Ma sono anche i Fassina e i Rizzo, che pur sventolando bandiere rosse propagandano una sorta di “razzismo con la calcolatrice”, che si distingue in parte nella forma ma è identico nella sostanza a quello puro e semplice della destra vera e propria: gli stranieri non devono venire in Italia, secondo costoro, non in quanto razza inferiore, ma perché così facendo abbassano automaticamente i salari dei lavoratori italiani. È una specie di paralogismo (o meglio un sofisma) basato sulla premessa errata che i lavoratori immigrati non siano o non possano essere a loro volta soggetti attivi della lotta di classe per difendere le condizioni di vita e i salari di tutti i lavoratori. Uno sragionamento a suo tempo (ma in effetti ancora oggi) applicato anche alle donne lavoratrici.

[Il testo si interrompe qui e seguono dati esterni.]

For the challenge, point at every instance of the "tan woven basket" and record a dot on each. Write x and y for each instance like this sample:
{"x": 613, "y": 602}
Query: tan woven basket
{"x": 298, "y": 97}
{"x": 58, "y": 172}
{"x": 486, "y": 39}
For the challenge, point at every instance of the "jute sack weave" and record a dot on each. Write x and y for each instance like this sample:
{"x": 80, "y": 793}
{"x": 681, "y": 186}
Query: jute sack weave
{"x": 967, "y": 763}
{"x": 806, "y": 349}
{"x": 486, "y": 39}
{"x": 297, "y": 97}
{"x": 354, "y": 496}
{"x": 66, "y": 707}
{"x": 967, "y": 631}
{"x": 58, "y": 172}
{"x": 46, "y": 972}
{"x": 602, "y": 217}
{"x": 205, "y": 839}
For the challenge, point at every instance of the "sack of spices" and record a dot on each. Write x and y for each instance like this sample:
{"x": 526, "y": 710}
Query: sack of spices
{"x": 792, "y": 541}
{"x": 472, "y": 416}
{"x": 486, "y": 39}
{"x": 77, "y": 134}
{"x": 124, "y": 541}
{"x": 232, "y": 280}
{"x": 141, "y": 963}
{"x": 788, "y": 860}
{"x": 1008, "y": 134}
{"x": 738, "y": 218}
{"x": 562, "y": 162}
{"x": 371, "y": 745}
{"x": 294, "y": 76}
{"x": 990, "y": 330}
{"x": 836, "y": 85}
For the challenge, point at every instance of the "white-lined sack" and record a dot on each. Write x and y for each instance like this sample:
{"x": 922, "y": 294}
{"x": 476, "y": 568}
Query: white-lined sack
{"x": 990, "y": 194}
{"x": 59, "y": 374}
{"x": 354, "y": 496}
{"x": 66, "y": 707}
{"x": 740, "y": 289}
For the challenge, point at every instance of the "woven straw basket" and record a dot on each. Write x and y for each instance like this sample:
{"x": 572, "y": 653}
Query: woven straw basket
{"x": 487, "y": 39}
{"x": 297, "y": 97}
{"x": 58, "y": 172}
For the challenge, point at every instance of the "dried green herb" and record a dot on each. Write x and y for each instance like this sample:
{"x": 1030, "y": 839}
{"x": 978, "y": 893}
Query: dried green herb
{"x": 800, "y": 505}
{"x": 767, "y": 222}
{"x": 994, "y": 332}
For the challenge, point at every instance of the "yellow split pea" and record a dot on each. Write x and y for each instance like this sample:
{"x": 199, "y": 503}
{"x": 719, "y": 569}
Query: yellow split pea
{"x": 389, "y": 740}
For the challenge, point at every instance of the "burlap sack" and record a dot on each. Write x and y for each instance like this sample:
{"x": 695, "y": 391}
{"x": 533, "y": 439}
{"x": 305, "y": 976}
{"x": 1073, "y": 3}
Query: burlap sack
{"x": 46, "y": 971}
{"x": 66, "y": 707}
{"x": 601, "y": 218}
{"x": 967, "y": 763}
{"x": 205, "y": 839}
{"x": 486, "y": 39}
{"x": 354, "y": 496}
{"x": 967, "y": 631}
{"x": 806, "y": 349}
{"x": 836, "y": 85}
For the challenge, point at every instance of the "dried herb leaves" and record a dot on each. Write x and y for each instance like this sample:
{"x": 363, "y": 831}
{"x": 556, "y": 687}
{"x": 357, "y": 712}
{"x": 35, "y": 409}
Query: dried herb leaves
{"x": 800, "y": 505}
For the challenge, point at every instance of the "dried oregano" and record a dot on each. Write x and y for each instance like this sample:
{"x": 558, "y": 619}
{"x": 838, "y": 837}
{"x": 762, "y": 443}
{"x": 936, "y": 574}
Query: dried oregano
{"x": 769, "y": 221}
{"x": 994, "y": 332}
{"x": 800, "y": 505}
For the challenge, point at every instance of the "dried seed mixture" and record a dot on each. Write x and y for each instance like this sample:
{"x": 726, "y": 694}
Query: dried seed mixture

Vecchia e nuova sinistra di destra, pur approdando a posizioni apparentemente inconciliabili, nascono dallo stesso presupposto: la sfiducia verso la capacità della classe lavoratrice, nel suo complesso e in ciascuna delle sue componenti (di volta in volta le donne, i precari, i migranti), di prendersi carico del compito storico di cambiare la società. È questo il pessimismo di cui, per contrasto con l’ottimismo dei marxisti, parla Mauro. Le varie forme assunte dalla sinistra di destra in fondo non sono che tentativi di “fare a meno” della classe lavoratrice da parte di chi ha perso la speranza nella sua capacità di lottare: o sostenendo che semplicemente non esista, o riducendola a una mera articolazione di secondaria importanza di categorie come il “popolo” o la “nazione” (il che, a ben guardare, è poi lo stesso).

Tutte queste concezioni sono destinate al fallimento: al dunque, nella realtà, la contrapposizione tra gli interessi di classe è molto più forte della contrapposizione tra interessi “nazionali”, che spesso non esiste affatto. La fiducia dei marxisti nella capacità della classe lavoratrice di combattere la lotta di classe risiede proprio nell’analisi della realtà. Certo, l’analisi non basta: per essere vittoriosa, la classe deve organizzarsi attorno a un programma e a idee corrette: “ci serve una sinistra di sinistra“.

Nella migliore tradizione della letteratura marxista, il libro di Mauro combina l’utilizzo rigoroso di dati e fonti con una esposizione divulgativa, il tutto impastato con il registro dell’ironia e del sarcasmo, il cinismo ottimista di cui si diceva: ironia rivolta non contro i deboli (quello è il cinismo pessimista dei liberali) ma contro i potenti e i loro araldi. Il risultato è una lettura davvero interessante, divertente, utile.